I am hoping the Global Development Editor of the Guardian
will pick up the story of how this small, rural community is embarking on an
innovative and sustainable project that will set up future generations.
Half way through, we are interrupted by a group of villagers
who come to consult Justus on some worrying matter. People continually drop by
the house to seek his wisdom. He listens for a few minutes and gives a ruling
and they leave with the issue resolved.
When we re-start our interview, Justus outlines his vision
for reviving the cocoa industry throughout the region by forming a Union of 300
farmers of small plots. There will be strength in working together. He wants to
bring jobs and income to the people here that they once enjoyed before the
fires of 1983 destroyed the farms. The ambitious goal is to establish a factory
where the beans are ground into powder for export.
Suddenly an afternoon downpour drowns out our conversation
and cools the sweetly scented air. A gush of water streams off the roof and
runs into the drum filling it for our washing needs, in a perfectly natural
cycle. No wonder they are not that worried about the lack of plumbing.
After our interview concludes Justus and Gabi and Anna and I
enjoy a glass of gin and tonic and I whip up a bowl of guacamole to have with
crackers. Yesterday an old man came to the verandah, sat on floor and took out
five plump avocadoes from a sack. We realised this was a wordless transactional
moment so I fetched three cedis and he glided away happy and I was impressed
with his enterprising home delivery service!
We chat passionately over our drinks about potential cash
crops for this verdant tropical region; Justus tells us a substance in mango
kernels can be used for weight loss to combat the epidemic of obesity in the
west. I suggest coconuts, rich in nutrients are a super food with immense commercial
possibilities and permaculture would be ideal for these small farms. I remember
an Australian expert whom I will google search. The locals could use some input
of outside expertise to train them in these ecological methods.

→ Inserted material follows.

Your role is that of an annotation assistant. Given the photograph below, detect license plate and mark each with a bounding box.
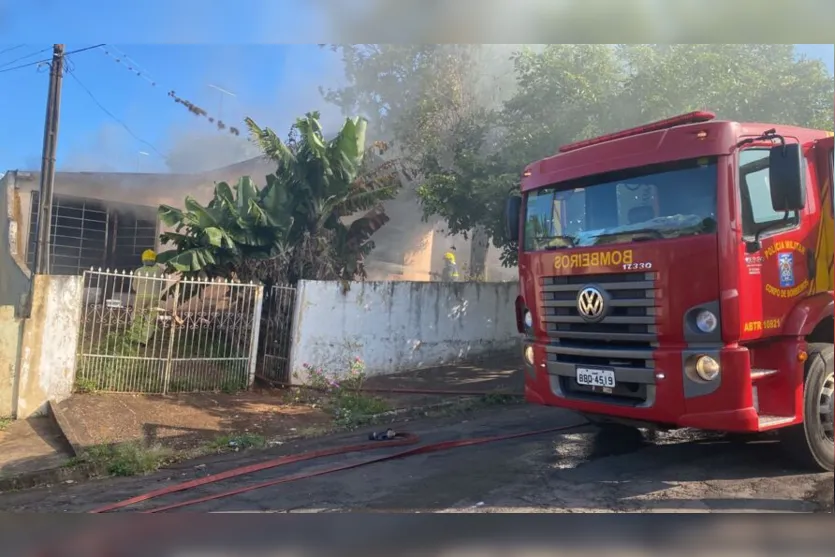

Tonight’s meal is a veritable feast; fat yam chips, red
curry sauce, chicken for Gabi and Anna and hard boiled eggs for me,
mouth-watering corn on the cob followed by chunks of succulent mango.
I never know what will happen next. Clinton approaches me
with a request to buy him some football boots. I quiz him about how necessary
they are. If he had a choice between boots and camera what would he choose? How
dedicated is he to football? He mounts a persuasive case.
Why should I buy Clinton football boots? Because he asked.
Because he needs them. Because he wants them. Because I can.
So I ask his mother’s permission and Doris not only agrees
but asks if I can also buy some for his best friend Felix. I realise later that
she is not being greedy. She is being fair. The boys train together every
morning and it wouldn’t be right for Clinton to have the advantage of proper
boots with stops over his friend.
John also told me yesterday that you cannot give a Ghanaian
one gift. It would be lop sided, like hopping on one foot. Visitors always
present two bottles, not one, to the chief. I can not dispute this logic.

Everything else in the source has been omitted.